What I *don't* want to see is physics turn into something like MBA's. The good news about physics is that if you have the basic preparation, there are enough spots so that you can get into physics grad school somewhere. The problem with MBA's is that there are very few spots in the top schools, so you end up with horrendous competition.
At some point internships, research and publications because just a means to get into graduate school and win a prize rather than something worth doing for its own sake. The problem is that if your main focus is to get the committee to like you, you may not end up doing that good research.
Personally, I think that a big problem is the "winner take all" ethos that society has gotten itself in to.
So what about a student who comes up with some great, publishable ideas during a senior thesis project, develops the tools for implementing them, but runs out of time to see them to fruition before graduating?
Or what about someone like me that didn't do undergraduate research in astrophysics but did a project designing education software. This really did hurt me getting into grad school, but it helped me a lot once I got out.
This is also a problem not just with undergraduate research, but with tenure track faculty. The problem is that if you are on a deadline, then you aren't going to do any "high risk, high reward" research. You are going to focus on safe, stable things that give you predictable results, and not work on really crazy stuff that probably won't work, but can change the world if it does.
And then you pull in the "research bias" that graduate schools have.
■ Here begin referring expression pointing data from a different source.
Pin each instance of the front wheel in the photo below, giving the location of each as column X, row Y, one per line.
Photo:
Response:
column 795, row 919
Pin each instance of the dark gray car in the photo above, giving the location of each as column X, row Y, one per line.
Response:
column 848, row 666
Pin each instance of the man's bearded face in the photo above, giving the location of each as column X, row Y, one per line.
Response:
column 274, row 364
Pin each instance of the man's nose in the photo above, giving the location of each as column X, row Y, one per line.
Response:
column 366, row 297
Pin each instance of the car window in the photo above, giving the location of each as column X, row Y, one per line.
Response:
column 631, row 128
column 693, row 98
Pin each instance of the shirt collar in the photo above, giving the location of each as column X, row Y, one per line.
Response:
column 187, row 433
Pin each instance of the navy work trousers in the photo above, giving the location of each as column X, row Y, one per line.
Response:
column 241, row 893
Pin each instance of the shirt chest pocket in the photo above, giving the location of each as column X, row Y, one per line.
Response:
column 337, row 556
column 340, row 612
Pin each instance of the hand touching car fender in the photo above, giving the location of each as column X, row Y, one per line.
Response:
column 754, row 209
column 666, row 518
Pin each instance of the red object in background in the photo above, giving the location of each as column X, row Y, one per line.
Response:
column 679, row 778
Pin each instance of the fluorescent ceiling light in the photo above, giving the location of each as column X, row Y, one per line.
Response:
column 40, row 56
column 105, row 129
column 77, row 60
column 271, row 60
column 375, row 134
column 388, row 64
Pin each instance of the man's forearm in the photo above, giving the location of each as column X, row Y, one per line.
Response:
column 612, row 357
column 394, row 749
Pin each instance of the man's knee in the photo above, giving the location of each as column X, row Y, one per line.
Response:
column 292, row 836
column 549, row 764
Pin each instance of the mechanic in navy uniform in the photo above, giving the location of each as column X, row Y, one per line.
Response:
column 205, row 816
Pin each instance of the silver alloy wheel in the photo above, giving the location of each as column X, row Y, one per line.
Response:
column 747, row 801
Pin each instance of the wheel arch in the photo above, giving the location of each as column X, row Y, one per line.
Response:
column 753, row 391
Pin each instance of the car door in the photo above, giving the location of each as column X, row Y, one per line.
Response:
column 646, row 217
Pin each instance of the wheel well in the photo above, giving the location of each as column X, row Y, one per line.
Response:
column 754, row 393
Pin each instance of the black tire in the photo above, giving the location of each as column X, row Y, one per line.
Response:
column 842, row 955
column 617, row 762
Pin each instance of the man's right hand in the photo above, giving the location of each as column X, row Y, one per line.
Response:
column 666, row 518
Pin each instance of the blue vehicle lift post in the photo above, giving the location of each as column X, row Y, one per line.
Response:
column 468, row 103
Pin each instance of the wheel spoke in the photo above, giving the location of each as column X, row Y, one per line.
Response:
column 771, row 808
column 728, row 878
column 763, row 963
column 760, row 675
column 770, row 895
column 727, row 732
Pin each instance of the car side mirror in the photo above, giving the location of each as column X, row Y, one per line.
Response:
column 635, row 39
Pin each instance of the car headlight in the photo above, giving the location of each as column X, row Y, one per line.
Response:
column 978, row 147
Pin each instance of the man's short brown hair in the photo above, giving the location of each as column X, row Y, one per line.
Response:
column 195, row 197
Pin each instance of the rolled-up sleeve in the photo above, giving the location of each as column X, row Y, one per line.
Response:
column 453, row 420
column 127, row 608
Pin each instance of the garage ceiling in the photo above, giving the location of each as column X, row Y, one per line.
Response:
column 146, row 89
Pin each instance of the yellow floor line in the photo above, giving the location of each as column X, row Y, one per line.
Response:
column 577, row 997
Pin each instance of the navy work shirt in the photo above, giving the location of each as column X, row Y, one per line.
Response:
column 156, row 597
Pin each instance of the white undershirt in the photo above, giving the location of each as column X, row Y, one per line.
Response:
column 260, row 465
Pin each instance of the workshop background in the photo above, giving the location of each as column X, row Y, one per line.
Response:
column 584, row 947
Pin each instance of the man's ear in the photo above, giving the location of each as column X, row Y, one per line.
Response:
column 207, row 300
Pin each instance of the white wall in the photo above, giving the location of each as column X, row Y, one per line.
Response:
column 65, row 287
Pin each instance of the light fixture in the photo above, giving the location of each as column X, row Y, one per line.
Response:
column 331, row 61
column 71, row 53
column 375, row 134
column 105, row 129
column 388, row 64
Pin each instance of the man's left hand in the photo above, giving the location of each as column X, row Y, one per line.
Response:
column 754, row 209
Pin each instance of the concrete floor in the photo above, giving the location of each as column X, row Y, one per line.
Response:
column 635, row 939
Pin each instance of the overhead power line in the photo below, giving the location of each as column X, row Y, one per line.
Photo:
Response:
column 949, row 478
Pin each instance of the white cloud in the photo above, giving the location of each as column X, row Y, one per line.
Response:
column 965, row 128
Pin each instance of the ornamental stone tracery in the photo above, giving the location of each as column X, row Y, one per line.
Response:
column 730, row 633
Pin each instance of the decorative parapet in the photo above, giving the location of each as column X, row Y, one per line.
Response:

If people get into grad school for undergraduate research, but not for tutoring, then guess what people are going to do.
This is why weight is still placed on reference letters and personal statements.
And this is why the statement of purpose is so crucial. A committee simply cannot see from the rest of an application what a student did. You got a publication, so what did you do? Or maybe you didn't get a publication but you still did good work. You can use your statement of purpose to explain what you did.